Rivers, A.R., Weber. K.C., Gardner T. G., Liu, S., and Armstrong, S.D. 2018. ITSxpress: software to rapidly trim internally transcribed spacer sequences with quality scores for marker gene analysis. F1000 Research. In prep.

Setup

  • Create an Conda environment. For instructions on installing Anaconda or Miniconda see this page: https://conda.io/miniconda.html
  • The workflow is designed to be run on a HPC with a SLURM scheduler
# Create a new conda test environment
conda create --name itsxpresstestenv python=3.6 pandas

# activate the new environment
source activate itsxpresstestenv

# Install itsxpress and ITSx into the new environment
conda install -c bioconda itsxpress=1.6.1 itsx=1.1b

Scripts

The workflow is broken into two parts. The first script, run1.sh distributes tasks with the SLURM scheduler and creates the trimmed fastq's and timing data.
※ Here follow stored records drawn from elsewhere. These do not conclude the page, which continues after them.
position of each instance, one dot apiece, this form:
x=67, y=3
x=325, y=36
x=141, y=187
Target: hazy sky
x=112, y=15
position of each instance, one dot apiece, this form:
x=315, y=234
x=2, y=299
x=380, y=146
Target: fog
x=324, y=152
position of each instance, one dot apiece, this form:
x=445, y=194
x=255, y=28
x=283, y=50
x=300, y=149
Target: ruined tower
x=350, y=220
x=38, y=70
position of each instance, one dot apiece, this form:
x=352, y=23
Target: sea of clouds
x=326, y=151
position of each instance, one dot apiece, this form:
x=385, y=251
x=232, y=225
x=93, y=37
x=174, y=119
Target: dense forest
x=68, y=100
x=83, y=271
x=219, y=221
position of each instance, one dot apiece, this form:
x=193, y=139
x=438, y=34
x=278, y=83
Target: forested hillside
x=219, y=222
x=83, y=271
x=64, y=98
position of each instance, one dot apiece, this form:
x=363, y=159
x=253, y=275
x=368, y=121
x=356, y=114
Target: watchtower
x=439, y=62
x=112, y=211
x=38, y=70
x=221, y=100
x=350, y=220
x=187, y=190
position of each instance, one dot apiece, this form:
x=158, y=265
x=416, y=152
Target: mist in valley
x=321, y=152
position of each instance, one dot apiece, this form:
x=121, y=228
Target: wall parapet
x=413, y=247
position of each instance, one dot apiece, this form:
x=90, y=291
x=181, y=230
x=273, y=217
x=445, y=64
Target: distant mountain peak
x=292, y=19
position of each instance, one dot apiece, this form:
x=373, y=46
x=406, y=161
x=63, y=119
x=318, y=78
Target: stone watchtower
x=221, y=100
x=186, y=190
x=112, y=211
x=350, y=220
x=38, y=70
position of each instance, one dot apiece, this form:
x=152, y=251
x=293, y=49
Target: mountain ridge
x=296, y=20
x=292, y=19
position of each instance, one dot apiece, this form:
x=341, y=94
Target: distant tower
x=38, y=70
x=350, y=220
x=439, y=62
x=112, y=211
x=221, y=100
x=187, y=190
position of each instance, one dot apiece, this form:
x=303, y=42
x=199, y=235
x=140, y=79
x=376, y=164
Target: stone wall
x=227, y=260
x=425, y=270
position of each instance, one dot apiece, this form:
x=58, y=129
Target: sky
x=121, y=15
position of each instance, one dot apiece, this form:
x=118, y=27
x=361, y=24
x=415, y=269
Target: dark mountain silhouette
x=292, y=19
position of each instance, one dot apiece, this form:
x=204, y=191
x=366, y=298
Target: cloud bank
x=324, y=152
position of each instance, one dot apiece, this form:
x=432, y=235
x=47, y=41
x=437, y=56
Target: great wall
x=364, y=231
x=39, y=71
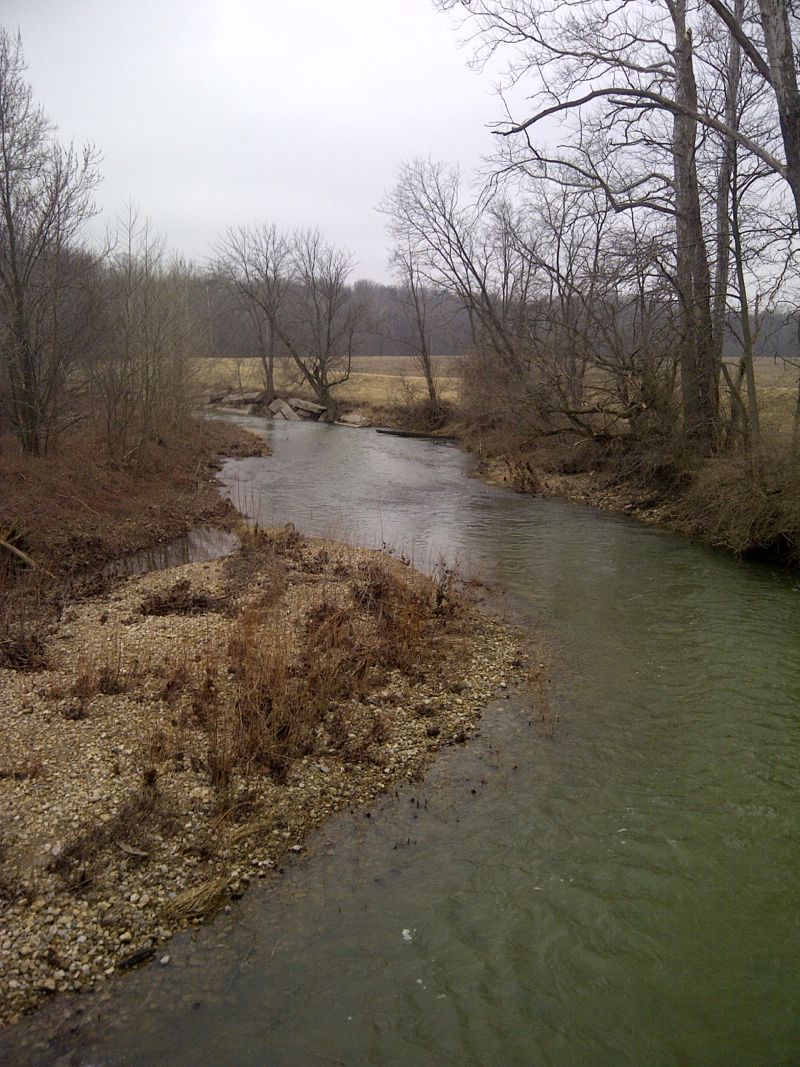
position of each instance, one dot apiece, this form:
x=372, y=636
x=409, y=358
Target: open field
x=374, y=380
x=777, y=385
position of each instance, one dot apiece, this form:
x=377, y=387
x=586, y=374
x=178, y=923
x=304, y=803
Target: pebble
x=133, y=893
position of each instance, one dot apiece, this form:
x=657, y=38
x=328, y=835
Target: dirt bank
x=187, y=728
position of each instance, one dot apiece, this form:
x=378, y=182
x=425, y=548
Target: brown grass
x=374, y=381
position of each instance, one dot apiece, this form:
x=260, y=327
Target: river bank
x=179, y=732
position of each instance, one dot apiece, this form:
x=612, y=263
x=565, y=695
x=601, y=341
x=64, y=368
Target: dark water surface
x=617, y=885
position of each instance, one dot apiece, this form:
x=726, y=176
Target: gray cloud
x=217, y=113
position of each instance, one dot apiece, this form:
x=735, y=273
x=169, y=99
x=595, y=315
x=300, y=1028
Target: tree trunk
x=699, y=379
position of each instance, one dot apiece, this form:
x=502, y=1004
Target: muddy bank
x=78, y=508
x=188, y=728
x=713, y=500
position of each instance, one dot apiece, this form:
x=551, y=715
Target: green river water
x=616, y=882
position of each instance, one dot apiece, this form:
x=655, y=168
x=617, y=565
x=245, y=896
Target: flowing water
x=614, y=884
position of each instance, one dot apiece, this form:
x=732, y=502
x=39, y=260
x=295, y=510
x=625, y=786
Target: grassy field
x=388, y=381
x=777, y=384
x=373, y=381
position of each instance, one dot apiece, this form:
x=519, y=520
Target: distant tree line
x=619, y=286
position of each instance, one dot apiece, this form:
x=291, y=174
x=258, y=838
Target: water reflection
x=619, y=889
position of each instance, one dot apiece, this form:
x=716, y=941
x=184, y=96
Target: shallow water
x=613, y=885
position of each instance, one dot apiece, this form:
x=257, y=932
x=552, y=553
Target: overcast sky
x=209, y=114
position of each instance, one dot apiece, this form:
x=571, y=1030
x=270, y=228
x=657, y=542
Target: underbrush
x=276, y=693
x=78, y=507
x=716, y=499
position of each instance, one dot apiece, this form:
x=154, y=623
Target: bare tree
x=45, y=198
x=143, y=369
x=254, y=263
x=322, y=316
x=419, y=305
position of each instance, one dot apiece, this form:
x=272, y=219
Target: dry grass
x=276, y=689
x=77, y=507
x=374, y=381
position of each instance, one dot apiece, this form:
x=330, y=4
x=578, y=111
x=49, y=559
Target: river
x=614, y=881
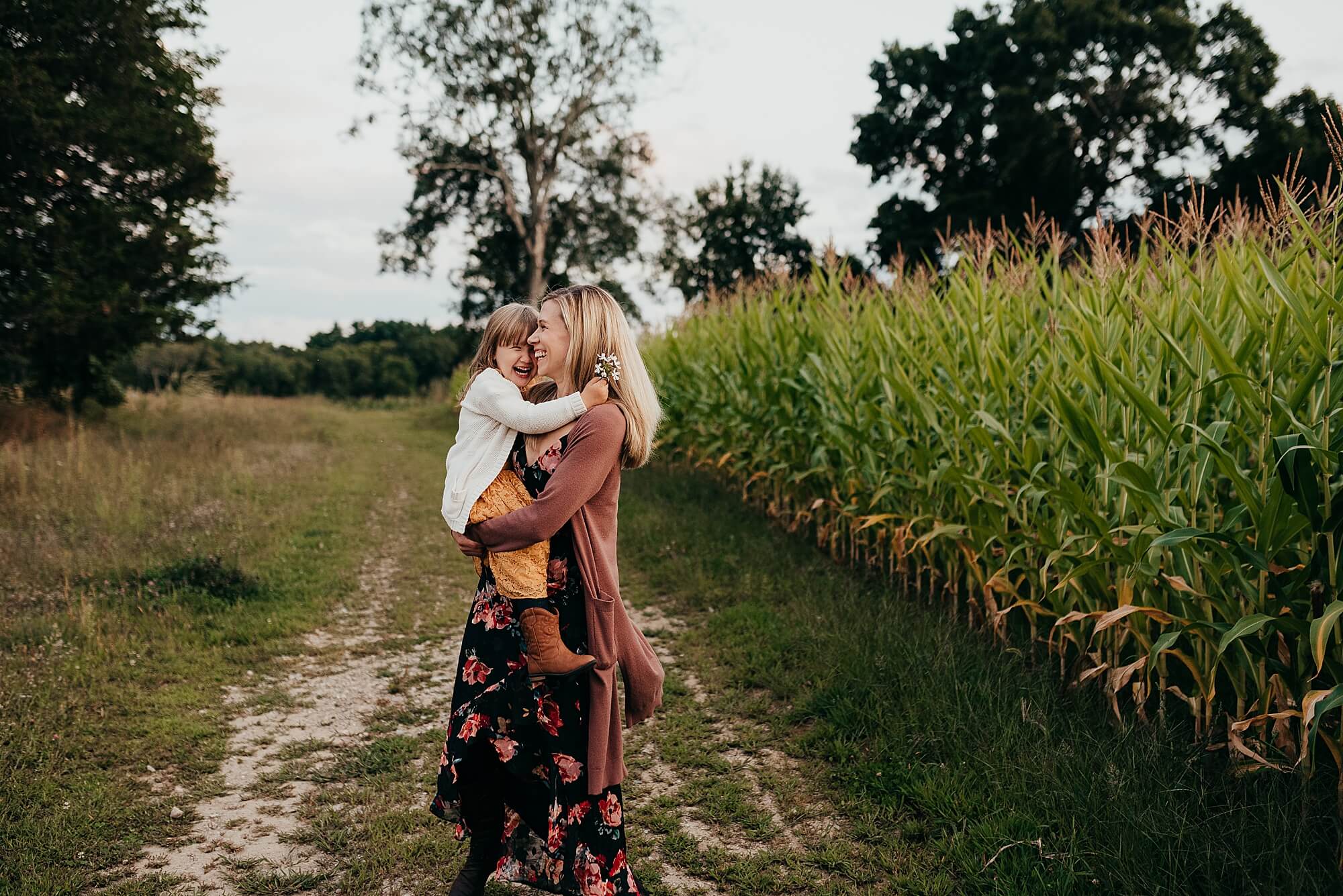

Specifically it:

  • merges reads and creates fasta files for ITSx
  • De-replicates fasta files to estimate the proportion of unique reads
  • Creates a CSV file summarizing the number of unique reads with dedup.py
  • Submits the script its_samples.sh for the ITS1 and ITS2 regions to calculate the speedup from using ITSxpress
  • Submits its_threads.sh sbatch jobs for the its1 and its2 regions to understand how the program scales with more cores
  • Submits the script its_100_samples.sh to compare alignment similarity at 100% identity clustering

The second script, run2.sh, summarizes the data and creates graphs. specifically it:

  • Creates CSV's summarizing the timing data for the sample and thread experiments
  • Runs pairwise alignment on the ITSx and ITSxpress results summarizing the differences
  • Creates the plots in the paper using itsxpress_plots.R

Directory structure


.
|-- data
|   |-- its1
|   |   |-- r1
|	  |	  |-- r2
|	  |  	`-- readme.txt
|   |-- its1_derep
|   |-- its2_merged
|	  |-- its1_fasta
|	  |-- its2
|   |   |-- r1
|  	|	  |-- r2
|  	|	  `-- readme.txt
| 	|-- its2_derep
|   |-- its2_merged
|	  `-- its2_fasta
|--scripts
|   |-- run1.sh
|   |-- run2.sh
|   |-- derep.py
|   |-- test_samples.sh
|   |-- test_100_samples.sh
|   |-- test_threads.sh
|   |-- compare_alignments.py
|   |-- parsetiming.py
|   `-- plots.R
|-- output
|-- dedup_out
|-- analysis
`-- README.md

About

Code supporting the paper "ITSxpress: software to rapidly trim internally transcribed spacer sequences with quality scores for marker gene analysis"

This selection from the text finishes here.